The cheapest way of taking a photo through a telescope is using a mobile phone, normally stabilised using a phone adapter, such as the saxon ScopePix.

This is a good start, but the next step in astrophotography is to use a DSLR. These attach to the business end of your scope using an adapter called a t-ring (this is a photo of mine).

But then you've got a whole new set of problems. Every time you press the shutter button, you rock the scope slightly and it ruins the photo. And you want to take lots of photos so you can give them to your stacking software. And you don't want to be hovering over your rig all night, just pressing the button every minute or so. After all, we all need to sleep occasionally.

What you need is a way of pressing the button without your having to actually be there. If only there were some gadget that does that for you.

Of course there is, it's called an intervalometer, and it’s like an old cable release with a brain. Most DSLR astrophotographers use them all the time.

The intervalometer connects to your DSLR using a cable (some newer ones do it wirelessly). Put simply, it just presses and releases the shutter release on your DSLR, but it’s programmable. With it running on your camera in bulb mode, you can do a pile of things.

You can set the time between when it presses the button and when it releases it – giving the length of your exposures. You can set the time between when it presses the button and when it presses the button again. You can set the number times it repeats all this.
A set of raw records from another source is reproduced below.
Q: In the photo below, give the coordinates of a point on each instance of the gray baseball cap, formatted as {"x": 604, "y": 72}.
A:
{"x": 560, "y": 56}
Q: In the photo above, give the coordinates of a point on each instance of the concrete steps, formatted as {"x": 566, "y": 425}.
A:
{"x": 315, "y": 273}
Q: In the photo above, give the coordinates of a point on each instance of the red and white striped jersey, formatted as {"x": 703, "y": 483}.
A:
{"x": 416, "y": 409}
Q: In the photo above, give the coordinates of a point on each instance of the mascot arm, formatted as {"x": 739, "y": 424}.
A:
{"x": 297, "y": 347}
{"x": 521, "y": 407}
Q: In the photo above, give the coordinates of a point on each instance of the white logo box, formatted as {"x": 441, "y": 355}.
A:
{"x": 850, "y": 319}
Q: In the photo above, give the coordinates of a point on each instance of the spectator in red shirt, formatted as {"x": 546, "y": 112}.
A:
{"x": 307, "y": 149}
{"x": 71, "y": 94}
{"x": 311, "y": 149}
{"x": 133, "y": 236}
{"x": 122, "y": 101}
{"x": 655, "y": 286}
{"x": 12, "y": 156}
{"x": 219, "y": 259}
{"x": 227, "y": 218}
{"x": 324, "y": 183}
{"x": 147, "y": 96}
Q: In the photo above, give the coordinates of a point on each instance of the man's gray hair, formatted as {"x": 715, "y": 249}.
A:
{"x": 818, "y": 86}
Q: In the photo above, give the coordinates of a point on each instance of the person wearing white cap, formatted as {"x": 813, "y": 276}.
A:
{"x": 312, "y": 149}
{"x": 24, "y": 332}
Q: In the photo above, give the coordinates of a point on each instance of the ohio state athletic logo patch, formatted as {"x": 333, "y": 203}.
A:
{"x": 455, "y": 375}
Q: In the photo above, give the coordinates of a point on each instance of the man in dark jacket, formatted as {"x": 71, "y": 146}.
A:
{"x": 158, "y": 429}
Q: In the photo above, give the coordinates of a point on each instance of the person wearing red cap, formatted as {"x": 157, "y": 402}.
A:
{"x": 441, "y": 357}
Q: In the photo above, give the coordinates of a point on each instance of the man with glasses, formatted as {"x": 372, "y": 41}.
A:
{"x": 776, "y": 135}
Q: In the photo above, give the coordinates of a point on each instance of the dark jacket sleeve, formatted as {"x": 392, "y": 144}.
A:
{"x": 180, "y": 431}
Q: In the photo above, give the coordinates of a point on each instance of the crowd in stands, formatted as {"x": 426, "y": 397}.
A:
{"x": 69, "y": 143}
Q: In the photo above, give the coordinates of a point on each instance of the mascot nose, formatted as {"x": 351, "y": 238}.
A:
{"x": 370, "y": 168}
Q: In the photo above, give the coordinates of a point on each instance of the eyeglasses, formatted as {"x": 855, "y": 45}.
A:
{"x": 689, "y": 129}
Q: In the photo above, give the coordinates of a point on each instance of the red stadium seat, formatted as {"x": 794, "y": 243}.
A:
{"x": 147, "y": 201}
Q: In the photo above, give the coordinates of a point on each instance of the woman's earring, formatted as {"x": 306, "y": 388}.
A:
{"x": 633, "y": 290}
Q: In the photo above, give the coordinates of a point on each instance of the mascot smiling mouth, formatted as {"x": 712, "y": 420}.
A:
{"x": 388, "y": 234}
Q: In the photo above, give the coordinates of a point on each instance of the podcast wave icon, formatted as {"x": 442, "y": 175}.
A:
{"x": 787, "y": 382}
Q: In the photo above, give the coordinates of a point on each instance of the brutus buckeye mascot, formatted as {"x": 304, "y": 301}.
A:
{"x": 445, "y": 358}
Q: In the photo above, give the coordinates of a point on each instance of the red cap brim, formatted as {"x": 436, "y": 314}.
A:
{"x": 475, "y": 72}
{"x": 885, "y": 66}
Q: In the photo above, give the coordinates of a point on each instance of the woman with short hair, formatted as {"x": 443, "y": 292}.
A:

You can set a delay so it doesn’t do anything for some time after you’ve started it running.

Last night I needed to take a time lapse of Orion rising. I’d set up my DSLR on a tracker, pointed it at where Orion was (behind a fence and some trees) and set the tracker in motion. I set the intervalometer to take a series of 75 exposures, each one being 30 seconds, and separated by two minutes. Then I set an alarm and went to bed.

Automation works!

One caveat though, try to remember to keep it out of the frost!